S’il écarte toute dévolution du pouvoir en dehors des voies démocratiques, le député Thierno Lô n’en souhaite pas moins que le président Wade désigne rapidement son successeur au sien du Pds., celui qui sera chargé de pérenniser son legs politique et qui devra plus tard affronter démocratiquement les candidats de l’opposition aux prochaines élections. Pour l’ancien ministre de l’Environnement et actuel président de la commission Urbanisme, habitat, équipement et transport, ce choix permettra d’interrompre toutes les querelles de positionnement qui minent aujourd’hui le Pds. Thierno Lô rame par ailleurs à contre-courant de ses frères libéraux qui appellent au boycott de la presse. De la même manière qu’il désapprouve ceux qui tentent de discréditer les assises nationales en les qualifiant d’entreprise subversive.

Wal Fadjri : Le vote du règlement intérieur du congrès consacrant la prééminence du Sénat sur l’Assemblée nationale a soulevé l’ire de certains parlementaires.
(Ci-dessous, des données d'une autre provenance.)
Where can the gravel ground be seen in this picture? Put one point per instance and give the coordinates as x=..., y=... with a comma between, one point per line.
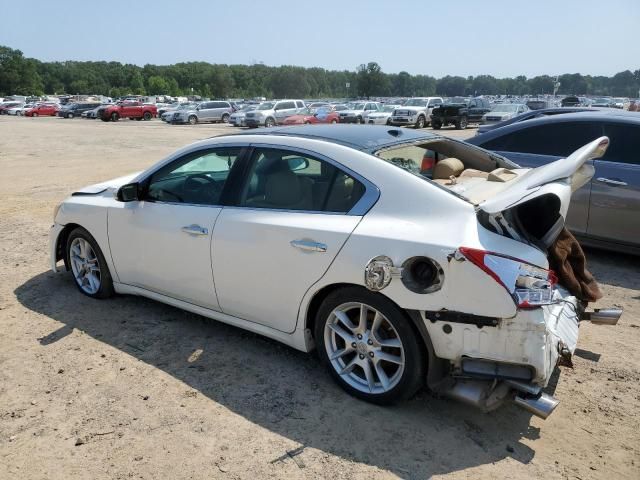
x=130, y=388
Est-ce à dire que les députés de la majorité ont voté malgré eux ?

Thierno Lô : J’ai vécu cela très difficilement. Parce que ça fait partie des nombreux problèmes qui assaillent notre République. Au Sénégal on passe tout le temps à s’occuper de choses que je considère comme de l’accessoire alors que nous sommes dans un pays en voie de développement. Il y a énormément de défis qui nous interpellent. Au lieu de nous mettre ensemble, de réfléchir, de mettre ensemble toutes les énergies nécessaires dans le respect des uns et des autres pour essayer de faire face à ces défis, on fait à chaque fois, comme si nous étions dans un cirque où chacun est en train de jouer une partition qui n’intéresse pas le peuple. Ce qui s’est passé lors de ce congrès ne nécessitait pas tout le débat qu’on en a fait. Nous sommes dans un parti politique, nous constituons une majorité donc il y a des règles du jeu qu’il faut accepter. Nous avons un président de la République qui détermine la politique de la Nation, qui brigue nos suffrages, qui constitue des listes. La liste du Pds a gagné les élections législatives, d’autres Sénégalais, en toute liberté, ont boycotté ces élections. Aujourd’hui, il y a une majorité et une opposition à l’Assemblée nationale. Nous avons voté des textes pour la mise en place d’un Sénat et d’une Assemblée nationale. Aujourd’hui, notre groupe parlementaire, quoiqu’on puisse dire, représente la majorité qui est là pour permettre au président de la République de réaliser son mandat. Depuis que le Sénégal est une République, les majorités ont toujours aidé le président de la République à atteindre ses objectifs. Il faut donc qu’on respecte les règles du jeu. C’est ainsi que le secrétaire général du Pds qui se trouve être le président de la République a décidé, après avoir vu tous les modèles qui existent dans le monde, de faire du Sénat la chambre haute du Parlement. Il convoque son groupe parlementaire à la Présidence de la République et lui exprime ses choix après avoir remercié le groupe pour le travail abattu à l’Assemblée nationale. Ce jour, Me Wade nous a dit ceci : ‘Je veux que le président du Sénat soit le président du congrès. Et selon le règlement intérieur que j’ai choisi c’est le bureau du Sénat qui sera celui du congrès.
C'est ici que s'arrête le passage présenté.